Module Name: src
Committed By: ad
Date: Sun Jun 14 21:47:15 UTC 2020
Modified Files:
src/sys/arch/aarch64/aarch64: pmap.c
src/sys/arch/aarch64/include: pmap.h
Log Message:
- Fix a lock order reversal in pmap_page_protect().
- Make sure pmap is always locked when updating stats; atomics no longer
needed to do that.
- Remove unneeded traversal of pv list in pmap_enter_pv().
- Shrink struct vm_page from 136 to 128 bytes (cache line sized) and struct
pv_entry from 48 to 32 bytes (power of 2 sized).

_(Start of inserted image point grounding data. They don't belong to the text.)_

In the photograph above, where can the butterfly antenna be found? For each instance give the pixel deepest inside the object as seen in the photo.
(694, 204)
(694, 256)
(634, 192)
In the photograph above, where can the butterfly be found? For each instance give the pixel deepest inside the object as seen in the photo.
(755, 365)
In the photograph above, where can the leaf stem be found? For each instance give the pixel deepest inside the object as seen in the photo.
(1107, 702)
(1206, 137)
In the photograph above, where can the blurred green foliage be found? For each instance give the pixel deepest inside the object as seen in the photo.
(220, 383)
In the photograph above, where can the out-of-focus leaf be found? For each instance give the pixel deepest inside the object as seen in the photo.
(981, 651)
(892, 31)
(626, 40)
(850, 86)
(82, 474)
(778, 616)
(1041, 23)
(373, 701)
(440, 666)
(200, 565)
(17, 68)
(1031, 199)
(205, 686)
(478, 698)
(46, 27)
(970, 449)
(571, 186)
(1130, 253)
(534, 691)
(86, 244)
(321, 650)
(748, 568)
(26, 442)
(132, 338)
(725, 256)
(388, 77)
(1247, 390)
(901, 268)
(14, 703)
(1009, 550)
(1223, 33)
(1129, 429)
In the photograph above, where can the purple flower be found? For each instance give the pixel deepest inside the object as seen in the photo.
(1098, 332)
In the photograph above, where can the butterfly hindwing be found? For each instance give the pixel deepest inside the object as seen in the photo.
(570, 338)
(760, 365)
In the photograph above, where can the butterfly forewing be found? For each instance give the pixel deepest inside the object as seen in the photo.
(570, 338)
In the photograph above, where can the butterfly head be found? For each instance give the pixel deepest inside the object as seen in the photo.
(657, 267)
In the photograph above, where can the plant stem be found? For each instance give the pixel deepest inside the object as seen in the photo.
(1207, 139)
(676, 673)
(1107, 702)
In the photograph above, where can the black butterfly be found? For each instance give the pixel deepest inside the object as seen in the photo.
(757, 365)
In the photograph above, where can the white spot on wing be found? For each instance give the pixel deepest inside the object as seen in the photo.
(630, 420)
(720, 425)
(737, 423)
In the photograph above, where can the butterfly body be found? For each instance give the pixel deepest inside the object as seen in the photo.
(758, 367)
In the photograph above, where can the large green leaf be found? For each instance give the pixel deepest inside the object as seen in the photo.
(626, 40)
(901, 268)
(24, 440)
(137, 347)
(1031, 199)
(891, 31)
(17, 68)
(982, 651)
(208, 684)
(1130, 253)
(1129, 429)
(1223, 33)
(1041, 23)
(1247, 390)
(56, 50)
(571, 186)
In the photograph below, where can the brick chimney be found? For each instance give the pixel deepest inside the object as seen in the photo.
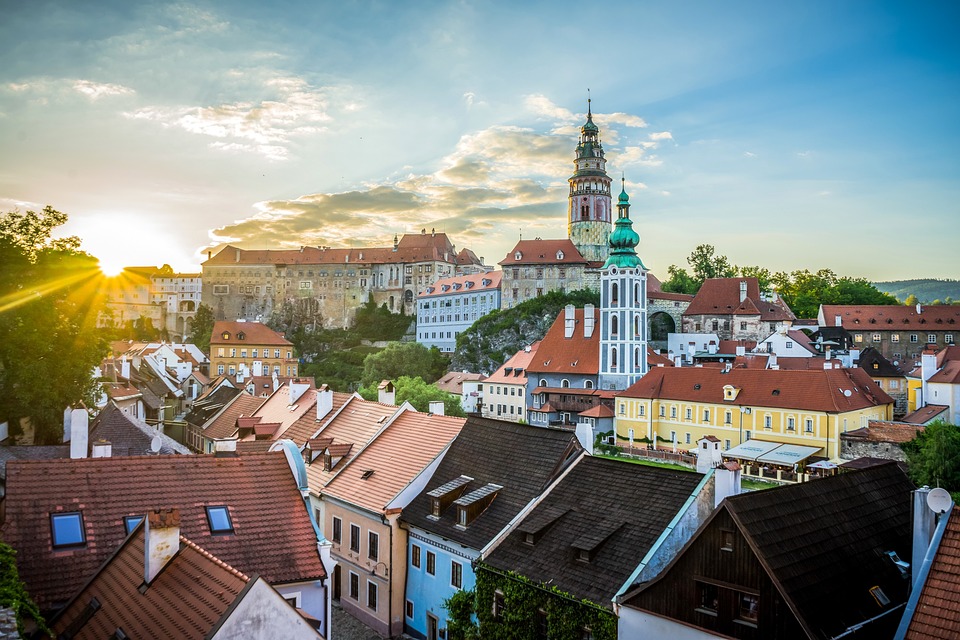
(161, 540)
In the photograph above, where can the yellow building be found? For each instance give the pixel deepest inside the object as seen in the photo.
(802, 407)
(253, 347)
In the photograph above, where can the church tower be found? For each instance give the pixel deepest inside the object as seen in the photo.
(623, 306)
(589, 211)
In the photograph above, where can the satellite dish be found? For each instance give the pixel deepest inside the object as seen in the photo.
(939, 500)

- Embed a pv_entry in each vm_page. This means PV entries don't need to
be allocated for private anonymous memory / COW pages / most UBC mappings.
Dynamic PV entries are then used only for stuff like shared libraries and
shared memory.
Proposed on port-arm@.
To generate a diff of this commit:
cvs rdiff -u -r1.77 -r1.78 src/sys/arch/aarch64/aarch64/pmap.c
cvs rdiff -u -r1.39 -r1.40 src/sys/arch/aarch64/include/pmap.h
Please note that diffs are not public domain; they are subject to the
copyright notices on the relevant files.
Modified files:
Index: src/sys/arch/aarch64/aarch64/pmap.c
diff -u src/sys/arch/aarch64/aarch64/pmap.c:1.77 src/sys/arch/aarch64/aarch64/pmap.c:1.78
--- src/sys/arch/aarch64/aarch64/pmap.c:1.77 Wed Jun 10 22:24:22 2020
+++ src/sys/arch/aarch64/aarch64/pmap.c Sun Jun 14 21:47:14 2020
@@ -1,4 +1,4 @@
-/* $NetBSD: pmap.c,v 1.77 2020/06/10 22:24:22 ad Exp $ */
+/* $NetBSD: pmap.c,v 1.78 2020/06/14 21:47:14 ad Exp $ */
/*
* Copyright (c) 2017 Ryo Shimizu <[email protected]>
@@ -27,7 +27,7 @@
*/
#include <sys/cdefs.h>
-__KERNEL_RCSID(0, "$NetBSD: pmap.c,v 1.77 2020/06/10 22:24:22 ad Exp $");
+__KERNEL_RCSID(0, "$NetBSD: pmap.c,v 1.78 2020/06/14 21:47:14 ad Exp $");
#include "opt_arm_debug.h"
#include "opt_ddb.h"
@@ -102,8 +102,9 @@ PMAP_COUNTER(pdp_alloc_boot, "page table
PMAP_COUNTER(pdp_alloc, "page table page allocate (uvm_pagealloc)");
PMAP_COUNTER(pdp_free, "page table page free (uvm_pagefree)");
-PMAP_COUNTER(pv_enter, "pv_entry allocate and link");
-PMAP_COUNTER(pv_remove, "pv_entry free and unlink");
+PMAP_COUNTER(pv_enter, "pv_entry fill");
+PMAP_COUNTER(pv_remove_dyn, "pv_entry free and unlink dynamic");
+PMAP_COUNTER(pv_remove_emb, "pv_entry clear embedded");
PMAP_COUNTER(pv_remove_nopv, "no pv_entry found when removing pv");
PMAP_COUNTER(activate, "pmap_activate call");
@@ -184,15 +185,6 @@ PMAP_COUNTER(unwire_failure, "pmap_unwir
#define VM_PAGE_TO_PP(pg) (&(pg)->mdpage.mdpg_pp)
-struct pv_entry {
- LIST_ENTRY(pv_entry) pv_link;
- struct pmap *pv_pmap;
- vaddr_t pv_va;
- paddr_t pv_pa; /* debug */
- pt_entry_t *pv_ptep; /* for fast pte lookup */
-};
-#define pv_next pv_link.le_next
-
#define L3INDEXMASK (L3_SIZE * Ln_ENTRIES - 1)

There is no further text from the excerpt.